Dann hab ich noch den gefunden, der jetzt dann hoffentlich bald erscheint: (Hersteller sagt im September....)
TechnoTrend TT-micro C832 HDTV Preisvergleich bei Geizhals.at Deutschland
Der wird dann meiner werden wegen der Kabel Deutschland-Unterstützung. Zusätzlich dazu hat er noch einen CI-Slot. Von dem gibt es afaik noch eine baugleiche Version für Unitymedia die schon verfügbar ist.
Beide sind natürlich PVR-Ready.

Grüße


----------



## Herbboy (13. September 2010)

Welcher Kabelanbieter? unitymedia zB, da gibt es so oder so nicht viele... was haben die nochmal als Verschlüsselung? Nagravision? Da find ich keinen einzigen mit pvr... ^^


----------



## derseppl (13. September 2010)

Also Unitymedia und KD benutzen afaik Nagravision. Bei KabelBW weiß ich es nicht. Für Unitymedia habe ich auch nur einen einzigen gefunden. Den hier:
TechnoTrend Görler TT-micro® C834 HDTV
Von Technotrend sind alle TT-micro C83x baugleich bis auf die Verschlüsselungsart. Die Bewertungen für den C834 sind auch ganz gut (bei Amazon).

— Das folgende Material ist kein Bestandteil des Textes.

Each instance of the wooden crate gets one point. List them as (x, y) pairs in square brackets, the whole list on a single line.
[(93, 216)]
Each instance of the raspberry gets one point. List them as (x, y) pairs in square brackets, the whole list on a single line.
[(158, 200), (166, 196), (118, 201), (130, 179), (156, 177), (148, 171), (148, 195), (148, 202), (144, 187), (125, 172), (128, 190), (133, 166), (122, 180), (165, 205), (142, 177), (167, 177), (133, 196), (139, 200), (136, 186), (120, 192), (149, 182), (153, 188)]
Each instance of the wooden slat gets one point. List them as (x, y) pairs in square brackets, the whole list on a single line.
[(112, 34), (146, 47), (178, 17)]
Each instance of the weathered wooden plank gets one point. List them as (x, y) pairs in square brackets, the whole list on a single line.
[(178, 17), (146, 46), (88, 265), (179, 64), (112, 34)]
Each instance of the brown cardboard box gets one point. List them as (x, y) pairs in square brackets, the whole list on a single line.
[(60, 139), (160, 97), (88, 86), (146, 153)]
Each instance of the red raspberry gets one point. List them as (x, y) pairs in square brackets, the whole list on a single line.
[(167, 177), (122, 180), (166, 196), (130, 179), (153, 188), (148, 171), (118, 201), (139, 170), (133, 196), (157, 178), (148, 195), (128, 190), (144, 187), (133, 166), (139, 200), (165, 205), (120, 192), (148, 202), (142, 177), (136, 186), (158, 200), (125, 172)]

Ansonsten müsste man den Umweg über den CI-Slot + CI-Modul gehen was das ganze teurer macht. Außerdem funktionieren die Alphacrypt-Module mit neurer Firmware nicht mehr für Nagravision. Vielleicht gibt es noch andere Module, das weiß ich aber nicht.


----------



## Sonic51 (13. September 2010)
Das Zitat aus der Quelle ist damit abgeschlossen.